If LSU does end up winning the SEC or something close to it, I'm sure I'll never hear the end of it from Tigers fans, but c'mon, cut me some slack -- you try predicting in June which preseason top 10 team will inexplicably go belly-up. It's two weeks into the season and I'm still not sure who that team will be.
Stewart: What can Florida State do to get its running game on track? It seems like everyone (fans, coaches, players) is making excuses, like Miami's defense, the weather, we played on Monday night, the axial tilt of the Earth, etc.
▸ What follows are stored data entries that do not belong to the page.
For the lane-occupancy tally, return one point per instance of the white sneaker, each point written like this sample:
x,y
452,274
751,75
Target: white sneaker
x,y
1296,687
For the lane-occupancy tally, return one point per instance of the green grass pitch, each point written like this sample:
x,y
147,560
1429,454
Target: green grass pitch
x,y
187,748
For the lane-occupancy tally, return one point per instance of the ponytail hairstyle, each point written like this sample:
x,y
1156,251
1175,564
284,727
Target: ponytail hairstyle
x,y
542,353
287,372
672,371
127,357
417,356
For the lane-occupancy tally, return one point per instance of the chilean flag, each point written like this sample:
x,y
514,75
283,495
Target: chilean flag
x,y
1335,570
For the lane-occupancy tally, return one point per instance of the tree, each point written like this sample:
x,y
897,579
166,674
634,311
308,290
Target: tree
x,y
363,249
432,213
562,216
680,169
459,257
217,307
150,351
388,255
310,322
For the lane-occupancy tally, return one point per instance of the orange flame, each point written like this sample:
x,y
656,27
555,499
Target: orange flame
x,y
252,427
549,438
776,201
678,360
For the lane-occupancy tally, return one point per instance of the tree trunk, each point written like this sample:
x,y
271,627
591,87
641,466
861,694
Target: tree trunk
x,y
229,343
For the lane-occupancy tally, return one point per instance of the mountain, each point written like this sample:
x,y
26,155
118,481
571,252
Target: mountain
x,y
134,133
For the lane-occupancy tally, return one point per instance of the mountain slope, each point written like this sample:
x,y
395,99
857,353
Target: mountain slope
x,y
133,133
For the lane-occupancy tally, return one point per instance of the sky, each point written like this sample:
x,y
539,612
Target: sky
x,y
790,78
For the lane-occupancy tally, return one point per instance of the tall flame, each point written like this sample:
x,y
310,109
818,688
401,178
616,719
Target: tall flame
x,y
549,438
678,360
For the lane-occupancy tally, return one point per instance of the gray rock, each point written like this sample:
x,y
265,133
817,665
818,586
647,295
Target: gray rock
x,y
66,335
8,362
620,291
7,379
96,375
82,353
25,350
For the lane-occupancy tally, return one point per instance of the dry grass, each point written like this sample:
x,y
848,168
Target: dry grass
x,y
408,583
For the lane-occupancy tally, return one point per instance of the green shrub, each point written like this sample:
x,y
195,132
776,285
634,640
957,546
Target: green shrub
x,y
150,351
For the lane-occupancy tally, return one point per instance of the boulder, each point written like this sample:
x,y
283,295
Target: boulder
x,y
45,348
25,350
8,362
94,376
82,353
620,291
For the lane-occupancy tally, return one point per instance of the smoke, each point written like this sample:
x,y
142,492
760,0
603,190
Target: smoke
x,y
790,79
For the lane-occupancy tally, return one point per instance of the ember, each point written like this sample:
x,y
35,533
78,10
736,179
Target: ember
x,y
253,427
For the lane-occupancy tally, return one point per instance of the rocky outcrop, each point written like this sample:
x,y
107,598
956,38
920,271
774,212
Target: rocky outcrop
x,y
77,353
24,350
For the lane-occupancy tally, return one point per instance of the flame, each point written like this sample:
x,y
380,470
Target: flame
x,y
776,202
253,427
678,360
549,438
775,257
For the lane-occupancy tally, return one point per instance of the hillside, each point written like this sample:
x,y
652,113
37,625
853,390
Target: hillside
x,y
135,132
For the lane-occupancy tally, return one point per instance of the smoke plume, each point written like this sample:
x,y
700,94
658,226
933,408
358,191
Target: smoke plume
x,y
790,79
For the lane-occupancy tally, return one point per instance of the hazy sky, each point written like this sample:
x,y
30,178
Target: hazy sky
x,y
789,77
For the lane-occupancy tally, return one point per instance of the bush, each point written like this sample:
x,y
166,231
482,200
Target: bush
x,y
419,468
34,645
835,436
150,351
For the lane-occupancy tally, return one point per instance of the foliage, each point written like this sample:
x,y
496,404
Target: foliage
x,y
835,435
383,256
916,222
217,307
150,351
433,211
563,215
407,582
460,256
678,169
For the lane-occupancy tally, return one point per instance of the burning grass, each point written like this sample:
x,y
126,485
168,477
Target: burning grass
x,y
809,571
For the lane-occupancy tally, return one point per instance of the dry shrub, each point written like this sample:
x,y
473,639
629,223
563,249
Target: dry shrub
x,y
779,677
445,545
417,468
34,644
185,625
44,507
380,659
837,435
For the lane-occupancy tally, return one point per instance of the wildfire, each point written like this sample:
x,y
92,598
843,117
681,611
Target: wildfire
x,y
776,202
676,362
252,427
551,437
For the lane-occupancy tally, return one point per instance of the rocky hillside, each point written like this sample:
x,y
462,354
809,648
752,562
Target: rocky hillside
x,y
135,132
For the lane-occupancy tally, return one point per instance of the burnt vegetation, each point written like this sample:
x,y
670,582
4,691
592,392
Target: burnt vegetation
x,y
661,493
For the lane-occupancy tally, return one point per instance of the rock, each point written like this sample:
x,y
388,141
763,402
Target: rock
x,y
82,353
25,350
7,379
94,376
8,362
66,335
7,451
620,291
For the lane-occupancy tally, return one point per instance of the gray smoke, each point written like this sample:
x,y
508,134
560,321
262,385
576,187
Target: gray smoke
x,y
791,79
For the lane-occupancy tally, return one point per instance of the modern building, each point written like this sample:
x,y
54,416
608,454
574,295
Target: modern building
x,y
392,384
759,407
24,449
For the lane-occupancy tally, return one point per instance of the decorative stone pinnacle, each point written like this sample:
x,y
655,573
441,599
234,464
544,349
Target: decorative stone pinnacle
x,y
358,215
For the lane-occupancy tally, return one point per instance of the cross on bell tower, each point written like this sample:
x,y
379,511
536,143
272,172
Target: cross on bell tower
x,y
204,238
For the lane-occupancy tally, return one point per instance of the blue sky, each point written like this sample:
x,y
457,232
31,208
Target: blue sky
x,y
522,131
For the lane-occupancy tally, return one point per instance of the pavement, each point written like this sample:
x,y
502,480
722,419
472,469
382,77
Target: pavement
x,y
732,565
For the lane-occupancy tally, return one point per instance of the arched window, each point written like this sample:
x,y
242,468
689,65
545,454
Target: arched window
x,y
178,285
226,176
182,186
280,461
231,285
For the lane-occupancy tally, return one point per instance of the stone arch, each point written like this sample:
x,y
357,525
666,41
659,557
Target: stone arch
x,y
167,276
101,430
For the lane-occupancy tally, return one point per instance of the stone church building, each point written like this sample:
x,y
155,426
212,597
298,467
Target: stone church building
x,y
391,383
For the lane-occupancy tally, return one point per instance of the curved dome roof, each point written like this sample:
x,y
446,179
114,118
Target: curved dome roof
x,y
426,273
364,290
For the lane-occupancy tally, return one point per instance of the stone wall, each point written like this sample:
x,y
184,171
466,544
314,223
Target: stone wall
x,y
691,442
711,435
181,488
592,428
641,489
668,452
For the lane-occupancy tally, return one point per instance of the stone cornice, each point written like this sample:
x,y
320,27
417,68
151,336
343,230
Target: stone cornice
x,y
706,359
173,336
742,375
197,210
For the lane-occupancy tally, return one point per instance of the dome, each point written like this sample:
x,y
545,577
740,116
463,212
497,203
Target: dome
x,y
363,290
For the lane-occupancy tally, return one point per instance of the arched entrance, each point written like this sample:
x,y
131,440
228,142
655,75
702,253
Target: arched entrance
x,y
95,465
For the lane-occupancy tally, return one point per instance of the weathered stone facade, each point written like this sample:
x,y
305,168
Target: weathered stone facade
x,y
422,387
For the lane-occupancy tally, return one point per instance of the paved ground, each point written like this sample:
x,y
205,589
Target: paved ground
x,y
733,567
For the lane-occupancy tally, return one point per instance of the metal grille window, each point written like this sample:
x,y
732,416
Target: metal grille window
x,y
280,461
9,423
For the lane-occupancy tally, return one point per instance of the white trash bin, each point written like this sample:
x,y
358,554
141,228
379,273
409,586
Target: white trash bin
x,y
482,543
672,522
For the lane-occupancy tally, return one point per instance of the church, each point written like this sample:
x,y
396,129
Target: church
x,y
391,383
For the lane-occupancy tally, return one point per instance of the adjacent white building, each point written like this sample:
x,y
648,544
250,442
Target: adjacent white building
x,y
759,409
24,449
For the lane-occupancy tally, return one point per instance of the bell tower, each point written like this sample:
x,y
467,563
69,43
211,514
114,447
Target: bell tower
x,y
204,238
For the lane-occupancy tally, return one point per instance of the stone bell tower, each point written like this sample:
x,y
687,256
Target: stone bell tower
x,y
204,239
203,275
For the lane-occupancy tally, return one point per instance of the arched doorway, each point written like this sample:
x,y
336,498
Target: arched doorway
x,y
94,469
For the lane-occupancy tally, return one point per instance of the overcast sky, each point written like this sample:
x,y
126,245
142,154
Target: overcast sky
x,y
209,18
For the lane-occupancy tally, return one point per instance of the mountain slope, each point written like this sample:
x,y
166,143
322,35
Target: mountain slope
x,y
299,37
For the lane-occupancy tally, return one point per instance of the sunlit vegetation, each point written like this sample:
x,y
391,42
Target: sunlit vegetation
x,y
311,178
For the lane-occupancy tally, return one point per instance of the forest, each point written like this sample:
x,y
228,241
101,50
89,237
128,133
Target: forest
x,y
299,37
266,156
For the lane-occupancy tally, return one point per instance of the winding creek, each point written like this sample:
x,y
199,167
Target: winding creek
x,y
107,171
Even after the Troy game, all I read about were excuses. To me, all the excuses are nonsense. I know the players are top-caliber, but the translation on the field is not happening. Someone needs to take the blame and find a solution. What can my 'Noles do? --Layla Page, Atlanta
First of all, I'd just like to note how refreshing it was to read a thoughtful, rational question from a Florida State fan instead of the 200 "YOU'RE ON CRACK, MANDEL, THAT MIAMI GAME WAS GOOD, DEFENSIVE FOOTBALL, YOU'RE AN IDIOT IF YOU CAN'T SEE THAT" e-mails from last week. Unfortunately, I see no quick fix for FSU's woes. In talking to and reading several sources after the Troy game, the problems seem to be threefold:
1. Offensive coordinator Jeff Bowden's predictable playcalling makes it easy for opponents to load up against the run. 2. The offensive linemen, while improved, still aren't exactly dominant. 3. Tailbacks Lorenzo Booker and Antone Smith, who like to "dance" and break outside, aren't particularly suited for FSU's I-formation, pro-style offense, which favors more straight-ahead, power running.
Seeing as 1) the 'Noles aren't going to find new tailbacks in time for the Clemson game (and while Booker has had his chances, I certainly wouldn't want to give up on the ultra-talented Smith just yet); 2) neither Bowden is going anywhere anytime soon; and 3) the 'Noles aren't going to suddenly switch to a four-wide shotgun offense mid-season, I would imagine FSU is just going to lean even more heavily on Drew Weatherford and the passing game than it did last season. In the meantime, I'd be hitting the recruiting trail hard looking for some elite O-linemen and a couple of bruising tailbacks (though you have to wonder why FSU fared just fine with tailbacks like Warrick Dunn and Travis Minor, who weren't exactly bone-crushers either).
Don't you think it gets a little old that every time Ohio State wins a big game, its students feel obliged to set the town on fire? I am concerned that my future employees from Ohio State will turn to violence when I ask them to rewash the sinks at their minimum-wage job. -- Stu, Fort Lauderdale, Fla.
In the past, whenever Ohio State had one of its infamous postgame vandalism sprees, the university always blamed it on the infamous band of lawless hooligans who have no affiliation with the school but come to town for the parties. But both the 2002 post-Michigan mayhem (48 arrests) and Saturday night's shenanigans took place in a predominately student-occupied neighborhood, and the bozo who drove his car into three pedestrians was identified as an OSU student.
So, in the spirit of Stu's e-mail, let this be a message to the students not only at Ohio State but also at West Virginia, where setting couches on fire is considered a big night, and to all other student bodies at football-playing institutions when I say: LIGHTING THINGS ON FIRE STOPPED BEING COOL IN THE SEVENTH GRADE. All you're doing is reinforcing the negative stereotypes the rest of the country already has about your schools and your hometowns. So why do it? I can think of any number of fun, alternative ways to celebrate a big win that won't turn you into the butt of national jokes. Obviously, I would never encourage underage drinking, but there's nothing wrong with blaring the fight song out your window, going out for some pizza and soda or, of course, nudity.